Teknolojinin hızla değiştiği bir çağda yaşıyoruz. Başta iletişim alanı olmak üzere birçok
alanda yaşanan teknolojik ilerlemeler insanların hayatını kolaylaştırsa da, ne zaman nerede ne
şekilde ortaya çıkacağı bilinmeyen doğal afetler karşısında insanoğlunun yetersizliği halen
devam etmektedir. Diğer yandan ihmal, dikkatsizlik, kaza ve sabotaj gibi nedenlerle ortaya
çıkan insan kaynaklı afetlerin de son dönemde arttığı gözlenmektedir. Gelinen bu nokta,
afetlerin farklı boyutlarıyla yeniden değerlendirilmesini zorunlu kılmış ve afetleri afet öncesi,
afet anı, afet sonrası olarak bütüncül bir bakış açısıyla okumayı hedefleyen “afet yönetimi”
kavramı ortaya çıkmıştır. Gerek ülkemizde gerekse dünyada yaşanan afetlerden çıkarılan
dersler, konu üzerinde yapılan çalışmalar, afetlerle mücadeleyi daha geniş bir şekilde ele almayı
zorunlu kılmıştır. “Kriz yönetimi” kavramı yerini “afet yönetimine” terk ederken, geliştirilen
bu yeni bakış açısında öncelik “risk yönetimine” verilmiştir. “Afetler oluşmadan önce tedbir
alma faaliyetlerini içeren risk azaltma ve hazırlıklı olma çalışmaları, afet yönetimi
uygulamalarının en temel bileşeni haline gelmiştir” (1).
Tarihsel süreç içinde değerlendirildiğinde, yazılı ilk metinlerden günümüze insanlık
tarihinin afetlerle dolu olduğu görülür. Bununla birlikte meydana gelen bu afetlerin sonuçları,
afete uğrayan toplumların bu afetlerden çıkardığı derslerden ve aldıkları tedbirlerden dolayı
farklılık göstermektedir. “Örneğin 7,4 büyüklüğünde meydana gelen 17 Ağustos 1999
depreminde ülkemizde 16.000 kişi hayatını kaybederken, 2003 yılında Japonya’da meydana
gelen 7,6 ve 8,0 büyüklüklerindeki iki depremde sadece birkaç kişi hayatını kaybetmiştir (2).”
Bütün bunlarla birlikte ortaya çıkan yeni politikalardan biri de afetlere karşı devletin
ilgili kurum ve kuruluşları gerekli hazırlıkları yaparken, bu hazırlıklara tüm yurttaşları da dâhil
etmektir.

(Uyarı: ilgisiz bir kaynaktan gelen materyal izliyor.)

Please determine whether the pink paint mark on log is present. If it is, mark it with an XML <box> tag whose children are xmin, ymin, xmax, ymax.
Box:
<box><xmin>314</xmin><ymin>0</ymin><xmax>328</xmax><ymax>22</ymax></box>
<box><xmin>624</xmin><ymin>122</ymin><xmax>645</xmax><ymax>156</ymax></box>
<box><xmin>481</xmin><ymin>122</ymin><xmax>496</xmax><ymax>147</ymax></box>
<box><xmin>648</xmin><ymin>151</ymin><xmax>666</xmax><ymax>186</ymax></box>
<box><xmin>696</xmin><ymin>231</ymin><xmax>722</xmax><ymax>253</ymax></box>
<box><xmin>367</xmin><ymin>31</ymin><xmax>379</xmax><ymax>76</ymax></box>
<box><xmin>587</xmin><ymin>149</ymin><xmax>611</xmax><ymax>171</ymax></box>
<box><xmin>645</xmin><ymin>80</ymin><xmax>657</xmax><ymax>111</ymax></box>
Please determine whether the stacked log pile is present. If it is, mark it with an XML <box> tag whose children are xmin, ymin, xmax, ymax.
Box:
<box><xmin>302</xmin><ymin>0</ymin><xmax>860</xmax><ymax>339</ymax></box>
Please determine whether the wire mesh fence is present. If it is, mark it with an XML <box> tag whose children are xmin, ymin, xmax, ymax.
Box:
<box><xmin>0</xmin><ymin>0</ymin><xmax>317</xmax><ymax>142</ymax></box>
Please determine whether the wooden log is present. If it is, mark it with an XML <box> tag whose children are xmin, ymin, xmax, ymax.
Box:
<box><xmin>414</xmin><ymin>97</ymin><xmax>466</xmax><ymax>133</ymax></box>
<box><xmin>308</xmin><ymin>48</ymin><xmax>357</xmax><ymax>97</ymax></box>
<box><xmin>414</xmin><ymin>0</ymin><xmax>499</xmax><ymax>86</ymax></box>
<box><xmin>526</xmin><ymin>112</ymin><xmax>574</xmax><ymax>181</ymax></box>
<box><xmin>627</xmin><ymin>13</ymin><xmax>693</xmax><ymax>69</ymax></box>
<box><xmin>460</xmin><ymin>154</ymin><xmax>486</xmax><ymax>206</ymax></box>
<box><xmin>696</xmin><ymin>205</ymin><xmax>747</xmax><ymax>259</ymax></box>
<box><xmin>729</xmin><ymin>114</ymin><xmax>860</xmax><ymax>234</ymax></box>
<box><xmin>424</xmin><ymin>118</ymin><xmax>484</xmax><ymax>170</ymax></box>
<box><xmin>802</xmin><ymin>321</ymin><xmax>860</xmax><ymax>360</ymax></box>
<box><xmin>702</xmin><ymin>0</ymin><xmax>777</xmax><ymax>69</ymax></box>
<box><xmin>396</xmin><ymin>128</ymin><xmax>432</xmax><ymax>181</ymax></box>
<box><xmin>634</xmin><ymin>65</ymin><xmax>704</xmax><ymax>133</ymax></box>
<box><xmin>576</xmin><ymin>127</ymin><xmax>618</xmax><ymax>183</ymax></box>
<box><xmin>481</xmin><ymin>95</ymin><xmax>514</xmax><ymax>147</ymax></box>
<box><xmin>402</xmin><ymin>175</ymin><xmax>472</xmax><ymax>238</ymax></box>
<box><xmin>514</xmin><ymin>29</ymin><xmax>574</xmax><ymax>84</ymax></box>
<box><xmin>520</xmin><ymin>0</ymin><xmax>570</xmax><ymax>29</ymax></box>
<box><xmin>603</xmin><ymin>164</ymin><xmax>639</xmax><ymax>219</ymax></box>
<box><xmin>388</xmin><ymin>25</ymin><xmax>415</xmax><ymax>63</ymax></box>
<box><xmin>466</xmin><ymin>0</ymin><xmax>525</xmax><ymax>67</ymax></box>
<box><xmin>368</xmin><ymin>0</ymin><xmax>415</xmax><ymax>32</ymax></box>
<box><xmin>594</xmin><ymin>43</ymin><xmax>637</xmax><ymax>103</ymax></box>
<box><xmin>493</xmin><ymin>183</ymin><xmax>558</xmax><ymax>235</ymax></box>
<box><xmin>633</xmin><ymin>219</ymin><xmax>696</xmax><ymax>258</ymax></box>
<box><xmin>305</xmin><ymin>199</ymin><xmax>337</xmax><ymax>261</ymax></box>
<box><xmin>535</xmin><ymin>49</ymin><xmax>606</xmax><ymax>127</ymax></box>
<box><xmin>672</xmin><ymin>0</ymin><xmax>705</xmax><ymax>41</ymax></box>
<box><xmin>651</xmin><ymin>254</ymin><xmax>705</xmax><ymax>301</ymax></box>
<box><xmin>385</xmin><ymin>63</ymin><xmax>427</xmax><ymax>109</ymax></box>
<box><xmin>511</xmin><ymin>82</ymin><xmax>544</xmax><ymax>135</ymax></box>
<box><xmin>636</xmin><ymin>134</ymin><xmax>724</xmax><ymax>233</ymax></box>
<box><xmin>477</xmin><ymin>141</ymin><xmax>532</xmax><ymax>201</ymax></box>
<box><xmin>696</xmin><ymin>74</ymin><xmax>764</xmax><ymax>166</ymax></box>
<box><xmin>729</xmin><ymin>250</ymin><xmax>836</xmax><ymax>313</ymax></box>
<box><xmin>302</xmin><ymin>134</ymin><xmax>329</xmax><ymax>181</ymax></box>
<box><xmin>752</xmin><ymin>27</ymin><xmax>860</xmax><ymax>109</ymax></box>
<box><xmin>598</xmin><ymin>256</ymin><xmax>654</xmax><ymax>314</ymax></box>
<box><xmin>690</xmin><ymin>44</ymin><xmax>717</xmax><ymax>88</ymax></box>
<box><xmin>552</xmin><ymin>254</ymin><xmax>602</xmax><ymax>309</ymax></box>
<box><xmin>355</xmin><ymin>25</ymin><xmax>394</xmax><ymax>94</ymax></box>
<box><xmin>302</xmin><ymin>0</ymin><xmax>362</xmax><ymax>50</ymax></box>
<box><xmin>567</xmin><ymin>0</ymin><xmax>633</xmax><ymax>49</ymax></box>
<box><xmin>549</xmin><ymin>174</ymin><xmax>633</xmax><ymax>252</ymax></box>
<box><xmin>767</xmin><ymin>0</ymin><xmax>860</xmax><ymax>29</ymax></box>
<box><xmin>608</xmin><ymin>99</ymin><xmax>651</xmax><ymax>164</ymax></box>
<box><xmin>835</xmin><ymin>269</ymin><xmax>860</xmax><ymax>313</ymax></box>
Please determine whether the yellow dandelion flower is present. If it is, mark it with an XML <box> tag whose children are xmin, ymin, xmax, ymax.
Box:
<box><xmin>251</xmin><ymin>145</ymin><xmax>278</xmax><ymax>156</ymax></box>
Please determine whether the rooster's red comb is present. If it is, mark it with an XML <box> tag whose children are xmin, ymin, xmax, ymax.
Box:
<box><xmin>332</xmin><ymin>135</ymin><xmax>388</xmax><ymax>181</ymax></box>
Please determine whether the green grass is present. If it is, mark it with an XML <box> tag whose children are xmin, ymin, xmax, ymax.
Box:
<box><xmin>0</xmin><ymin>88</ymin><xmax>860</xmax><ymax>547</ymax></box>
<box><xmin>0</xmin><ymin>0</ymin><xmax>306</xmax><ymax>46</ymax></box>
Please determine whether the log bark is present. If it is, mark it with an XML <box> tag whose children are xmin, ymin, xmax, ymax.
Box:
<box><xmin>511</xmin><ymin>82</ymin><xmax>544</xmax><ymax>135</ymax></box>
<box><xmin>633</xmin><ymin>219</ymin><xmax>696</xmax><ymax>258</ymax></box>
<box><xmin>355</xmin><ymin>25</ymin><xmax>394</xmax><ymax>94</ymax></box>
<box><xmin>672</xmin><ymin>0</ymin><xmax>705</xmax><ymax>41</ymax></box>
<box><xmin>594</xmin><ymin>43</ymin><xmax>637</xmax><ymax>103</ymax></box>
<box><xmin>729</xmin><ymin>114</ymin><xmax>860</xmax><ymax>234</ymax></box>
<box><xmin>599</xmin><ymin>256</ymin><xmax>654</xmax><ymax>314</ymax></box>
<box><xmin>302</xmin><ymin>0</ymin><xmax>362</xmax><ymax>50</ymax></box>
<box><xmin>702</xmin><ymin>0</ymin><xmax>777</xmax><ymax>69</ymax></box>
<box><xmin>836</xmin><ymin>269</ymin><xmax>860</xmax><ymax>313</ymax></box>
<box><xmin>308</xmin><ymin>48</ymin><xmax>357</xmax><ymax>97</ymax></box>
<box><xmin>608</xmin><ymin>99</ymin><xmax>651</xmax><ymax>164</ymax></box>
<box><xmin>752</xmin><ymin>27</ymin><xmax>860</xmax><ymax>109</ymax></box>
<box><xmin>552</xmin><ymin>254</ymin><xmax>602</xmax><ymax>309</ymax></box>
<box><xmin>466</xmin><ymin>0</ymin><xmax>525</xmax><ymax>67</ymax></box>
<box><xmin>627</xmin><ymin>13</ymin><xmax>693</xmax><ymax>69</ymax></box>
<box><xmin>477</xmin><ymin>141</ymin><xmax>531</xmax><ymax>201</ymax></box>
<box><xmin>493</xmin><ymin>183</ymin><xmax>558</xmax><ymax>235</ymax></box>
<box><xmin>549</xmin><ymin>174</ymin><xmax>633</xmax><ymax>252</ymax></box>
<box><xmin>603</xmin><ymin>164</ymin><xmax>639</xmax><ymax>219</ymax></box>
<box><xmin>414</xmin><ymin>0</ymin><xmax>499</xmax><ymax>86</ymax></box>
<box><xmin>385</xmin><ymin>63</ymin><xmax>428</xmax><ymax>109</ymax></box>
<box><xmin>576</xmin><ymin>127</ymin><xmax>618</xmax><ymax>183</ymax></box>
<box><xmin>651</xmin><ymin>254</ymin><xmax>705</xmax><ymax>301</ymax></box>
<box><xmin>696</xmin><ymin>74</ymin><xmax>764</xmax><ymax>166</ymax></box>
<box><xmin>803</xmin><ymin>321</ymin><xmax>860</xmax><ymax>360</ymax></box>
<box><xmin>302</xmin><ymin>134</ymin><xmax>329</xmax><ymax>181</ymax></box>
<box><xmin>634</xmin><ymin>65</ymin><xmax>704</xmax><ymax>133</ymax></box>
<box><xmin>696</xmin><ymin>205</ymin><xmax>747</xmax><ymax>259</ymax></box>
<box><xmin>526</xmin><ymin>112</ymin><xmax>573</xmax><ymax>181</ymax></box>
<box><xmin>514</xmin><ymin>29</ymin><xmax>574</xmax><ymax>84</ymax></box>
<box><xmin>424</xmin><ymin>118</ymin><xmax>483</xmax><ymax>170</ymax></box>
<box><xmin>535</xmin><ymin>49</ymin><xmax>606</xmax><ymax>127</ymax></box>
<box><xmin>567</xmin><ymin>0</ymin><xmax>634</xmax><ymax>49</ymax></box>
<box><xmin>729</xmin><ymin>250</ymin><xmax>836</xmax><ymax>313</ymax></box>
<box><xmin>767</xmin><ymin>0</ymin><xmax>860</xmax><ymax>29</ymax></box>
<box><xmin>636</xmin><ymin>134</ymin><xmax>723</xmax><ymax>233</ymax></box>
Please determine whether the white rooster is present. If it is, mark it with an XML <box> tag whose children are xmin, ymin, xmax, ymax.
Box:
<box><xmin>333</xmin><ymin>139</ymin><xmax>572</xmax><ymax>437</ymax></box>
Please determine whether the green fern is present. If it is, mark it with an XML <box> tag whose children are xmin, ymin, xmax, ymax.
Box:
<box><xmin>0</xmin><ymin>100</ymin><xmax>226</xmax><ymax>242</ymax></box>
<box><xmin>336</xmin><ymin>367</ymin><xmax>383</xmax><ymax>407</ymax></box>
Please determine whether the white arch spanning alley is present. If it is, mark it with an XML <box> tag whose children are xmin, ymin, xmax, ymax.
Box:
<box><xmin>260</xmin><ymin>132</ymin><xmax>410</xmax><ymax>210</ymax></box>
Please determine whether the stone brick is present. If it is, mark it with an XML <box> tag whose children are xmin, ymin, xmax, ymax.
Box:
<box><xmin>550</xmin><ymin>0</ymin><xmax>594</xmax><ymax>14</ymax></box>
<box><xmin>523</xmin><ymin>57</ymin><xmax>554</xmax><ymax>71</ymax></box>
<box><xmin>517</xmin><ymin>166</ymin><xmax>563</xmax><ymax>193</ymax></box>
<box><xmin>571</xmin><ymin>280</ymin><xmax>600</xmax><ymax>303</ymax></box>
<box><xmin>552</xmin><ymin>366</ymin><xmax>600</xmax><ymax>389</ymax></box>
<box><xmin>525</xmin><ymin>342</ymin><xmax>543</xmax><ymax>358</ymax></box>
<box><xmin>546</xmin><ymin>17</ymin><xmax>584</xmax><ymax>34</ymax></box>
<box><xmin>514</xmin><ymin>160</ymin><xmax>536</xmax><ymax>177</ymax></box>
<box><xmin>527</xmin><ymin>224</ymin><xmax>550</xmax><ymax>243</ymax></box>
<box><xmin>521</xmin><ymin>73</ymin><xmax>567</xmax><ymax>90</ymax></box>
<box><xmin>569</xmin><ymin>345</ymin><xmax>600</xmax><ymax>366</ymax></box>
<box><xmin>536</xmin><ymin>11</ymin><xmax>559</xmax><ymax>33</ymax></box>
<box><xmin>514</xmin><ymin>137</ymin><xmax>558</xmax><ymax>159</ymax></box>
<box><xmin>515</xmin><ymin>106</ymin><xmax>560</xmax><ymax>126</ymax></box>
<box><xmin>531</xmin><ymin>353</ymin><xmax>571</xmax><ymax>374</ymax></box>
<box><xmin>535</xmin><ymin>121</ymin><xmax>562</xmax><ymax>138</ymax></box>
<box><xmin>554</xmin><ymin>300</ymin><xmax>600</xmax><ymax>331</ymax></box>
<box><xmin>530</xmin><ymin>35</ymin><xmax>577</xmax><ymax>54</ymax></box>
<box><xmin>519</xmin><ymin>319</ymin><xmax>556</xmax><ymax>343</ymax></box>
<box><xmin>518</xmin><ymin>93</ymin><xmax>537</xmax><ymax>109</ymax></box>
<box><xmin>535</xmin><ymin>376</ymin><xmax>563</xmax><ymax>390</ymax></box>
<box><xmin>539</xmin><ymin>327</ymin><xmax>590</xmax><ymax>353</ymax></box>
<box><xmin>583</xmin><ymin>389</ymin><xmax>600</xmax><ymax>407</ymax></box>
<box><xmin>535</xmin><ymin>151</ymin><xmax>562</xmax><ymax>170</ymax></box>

Dünyanın hiçbir ülkesinde sağlık, itfaiye, arama kurtarma ekipleri gibi birimlerin,
olası büyük bir afet ve acil durumda tüm bireylere anında ulaşması mümkün değildir.
Dolayısıyla afetin ilk zamanlarında bireyleri hayatta tutacak olan, afete karşı hazır
bulunuşlukları olacaktır. Afetlerin önlenmesi mümkün değilse de afetten önce gerekli eğitimi
alarak riskleri en aza indirmiş, afet anında doğru davranışları sergileyen ve afetten sonra
iyileştirme çalışmalarına katkı sağlayabilen organize bir toplumda can ve mal kaybı en aza
inecektir.
Birçok alanda olduğu bu alanda da devletin toplumun tüm katmanlarına aynı etkide
ulaşması beklenemez. Bu noktada görev “toplumsal sorunlara çözüm bulma ve kamusal
tartışma alanı” olarak da nitelendirilebilen sivil toplum kuruluşlarına (STK) düşmektedir.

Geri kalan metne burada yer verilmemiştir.